To more intuitively analyze the differences in results among the three algorithms for solving the gear shaft scheduling problem, a three-dimensional Pareto front distribution map was plotted with processing cost, completion time, and carbon emissions as optimization objectives after running each algorithm once.

From Figure 7a, it can be seen that the gear shaft scheduling problem studied in this paper does not have an exact solution but rather a Pareto front composed of a series of discrete solutions distributed along the Pareto-optimal frontier. To more accurately determine the correlation among the optimization objectives, three 2D scatter plots from different perspectives were drawn. Figure 7b shows that the solutions obtained by the ASA-NSGA-EE algorithm are more diverse, achieving lower carbon emissions and processing costs. Figure 7c indicates that as the completion time increases, the processing cost decreases, and the convergence effect is superior to that of the other two algorithms. Figure 7d shows that the ASA-NSGA-EE algorithm can find shorter completion times and lower carbon emissions.

In summary, under the same parameter settings, the solutions obtained by the algorithm described in this paper are of higher quality across all objective dimensions.
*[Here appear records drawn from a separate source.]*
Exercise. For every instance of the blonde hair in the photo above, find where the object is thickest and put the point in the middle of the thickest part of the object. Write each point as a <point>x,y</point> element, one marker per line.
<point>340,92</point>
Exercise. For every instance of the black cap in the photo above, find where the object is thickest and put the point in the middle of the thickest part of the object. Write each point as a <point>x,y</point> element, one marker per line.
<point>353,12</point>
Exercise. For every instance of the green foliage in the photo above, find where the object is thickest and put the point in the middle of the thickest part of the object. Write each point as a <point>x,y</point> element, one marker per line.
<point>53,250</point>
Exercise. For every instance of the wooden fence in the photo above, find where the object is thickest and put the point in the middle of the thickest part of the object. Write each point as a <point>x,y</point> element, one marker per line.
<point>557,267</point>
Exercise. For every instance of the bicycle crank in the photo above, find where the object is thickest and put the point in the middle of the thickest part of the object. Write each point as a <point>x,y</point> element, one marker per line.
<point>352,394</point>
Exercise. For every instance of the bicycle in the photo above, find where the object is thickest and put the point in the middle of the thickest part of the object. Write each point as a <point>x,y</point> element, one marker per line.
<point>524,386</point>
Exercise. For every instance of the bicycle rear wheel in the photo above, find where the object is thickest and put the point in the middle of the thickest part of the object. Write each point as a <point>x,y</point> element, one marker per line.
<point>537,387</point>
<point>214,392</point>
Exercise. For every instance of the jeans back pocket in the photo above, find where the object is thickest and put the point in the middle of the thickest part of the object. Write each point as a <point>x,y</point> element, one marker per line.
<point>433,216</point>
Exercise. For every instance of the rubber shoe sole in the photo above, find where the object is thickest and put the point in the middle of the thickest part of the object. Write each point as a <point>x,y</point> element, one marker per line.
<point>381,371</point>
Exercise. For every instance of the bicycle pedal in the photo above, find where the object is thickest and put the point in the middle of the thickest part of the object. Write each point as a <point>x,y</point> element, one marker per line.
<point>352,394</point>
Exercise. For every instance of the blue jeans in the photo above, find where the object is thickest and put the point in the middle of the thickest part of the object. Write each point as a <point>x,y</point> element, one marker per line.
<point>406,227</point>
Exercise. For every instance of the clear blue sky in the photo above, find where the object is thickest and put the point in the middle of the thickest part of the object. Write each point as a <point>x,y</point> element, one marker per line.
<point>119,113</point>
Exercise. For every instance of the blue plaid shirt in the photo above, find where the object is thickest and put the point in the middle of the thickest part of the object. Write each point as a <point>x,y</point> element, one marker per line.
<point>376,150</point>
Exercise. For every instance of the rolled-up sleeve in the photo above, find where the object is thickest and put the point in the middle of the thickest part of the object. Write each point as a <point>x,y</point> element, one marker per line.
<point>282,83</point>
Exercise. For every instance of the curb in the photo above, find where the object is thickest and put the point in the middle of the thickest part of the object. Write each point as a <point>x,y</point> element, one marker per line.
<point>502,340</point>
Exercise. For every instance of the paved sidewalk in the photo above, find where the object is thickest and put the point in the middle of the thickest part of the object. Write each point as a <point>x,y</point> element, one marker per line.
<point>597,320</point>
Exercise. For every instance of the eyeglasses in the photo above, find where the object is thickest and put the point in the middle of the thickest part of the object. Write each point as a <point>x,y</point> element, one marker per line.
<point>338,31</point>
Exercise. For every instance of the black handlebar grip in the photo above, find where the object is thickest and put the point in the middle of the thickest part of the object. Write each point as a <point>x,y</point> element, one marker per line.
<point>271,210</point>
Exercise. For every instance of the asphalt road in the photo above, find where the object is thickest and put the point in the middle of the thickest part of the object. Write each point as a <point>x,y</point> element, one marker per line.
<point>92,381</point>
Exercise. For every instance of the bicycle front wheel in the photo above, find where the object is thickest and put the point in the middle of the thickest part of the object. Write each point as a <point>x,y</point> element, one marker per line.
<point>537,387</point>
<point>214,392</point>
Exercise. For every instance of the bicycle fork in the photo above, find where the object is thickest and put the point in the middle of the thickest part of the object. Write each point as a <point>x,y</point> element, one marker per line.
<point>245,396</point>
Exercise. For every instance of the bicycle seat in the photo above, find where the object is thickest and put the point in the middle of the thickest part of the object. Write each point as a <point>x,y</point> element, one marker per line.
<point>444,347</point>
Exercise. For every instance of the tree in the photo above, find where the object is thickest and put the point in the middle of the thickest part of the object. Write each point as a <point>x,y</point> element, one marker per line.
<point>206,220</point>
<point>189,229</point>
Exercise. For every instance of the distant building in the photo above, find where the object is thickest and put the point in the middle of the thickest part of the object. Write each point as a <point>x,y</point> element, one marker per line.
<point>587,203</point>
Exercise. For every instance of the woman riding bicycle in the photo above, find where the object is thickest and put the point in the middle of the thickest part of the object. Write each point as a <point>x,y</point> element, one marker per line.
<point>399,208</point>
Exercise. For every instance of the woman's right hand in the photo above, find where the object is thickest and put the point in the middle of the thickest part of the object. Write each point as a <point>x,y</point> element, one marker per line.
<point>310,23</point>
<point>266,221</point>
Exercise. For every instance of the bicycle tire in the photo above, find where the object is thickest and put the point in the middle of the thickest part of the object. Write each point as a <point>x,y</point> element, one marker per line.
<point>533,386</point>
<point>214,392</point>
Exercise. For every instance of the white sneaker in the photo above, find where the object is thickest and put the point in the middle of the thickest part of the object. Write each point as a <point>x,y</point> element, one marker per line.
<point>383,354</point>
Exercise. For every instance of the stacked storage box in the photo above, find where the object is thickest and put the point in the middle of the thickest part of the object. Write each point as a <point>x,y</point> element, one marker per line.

Additionally, a Gantt chart for gear shaft scheduling generated by the ASA-NSGA-EE algorithm is provided in Figure 8.

5. Conclusions

In this paper, we propose an ASA-NSGA-EE algorithm based on the NSGA-II algorithm to solve the multi-objective low-carbon flexible job shop scheduling optimization model in the context of green intelligent manufacturing, aiming to minimize makespan, processing cost, and carbon emissions by utilizing GLR population initialization and active decoding to generate a high-quality initial population and design an adaptive crossover and mutation strategy to dynamically adjust the crossover and mutation rates during crossover and mutation operation. In addition, we combined the tournament selection process with the simulated annealing algorithm to probabilistically select better individuals, and the elitism preservation strategy was also improved. Finally, the algorithm was validated using Brandimarte’s MK series scheduling instances and a real-life case study. Comparisons with the traditional NSGA-II algorithm and the MOGWO algorithm demonstrated the effectiveness of the ASA-NSGA-EE algorithm in solving multi-objective low-carbon job shop scheduling problems. It can be widely applied in industrial production, simultaneously reducing carbon emissions and environmental pollution while enhancing economic efficiency. The results of this study not only offer an effective solution for flexible job shop scheduling but also provide new insights and inspiration for future researchers in the fields of algorithm optimization and industrial applications. Finally, although this study has achieved significant success in addressing the flexible job shop scheduling problem, there are still some limitations. Firstly, this study does not consider the more complex disruptive factors present in real-world environments. Secondly, the performance of the algorithm on larger and more complex problems requires further validation. These limitations suggest that we need to make adaptive adjustments based on specific production environments in practical applications. Meanwhile, these limitations also provide directions for future scholars’ research.

Future work will further explore the application of the algorithm to problems of varying scales and complexities, incorporating dynamic changes in real production environments, such as considering transportation time and tool wear as more realistic production constraints. Additionally, efforts will be made to integrate the ASA-NSGA-EE algorithm with other intelligent optimization algorithms to further enhance solving efficiency and accuracy, thereby boosting the economic benefits for enterprises.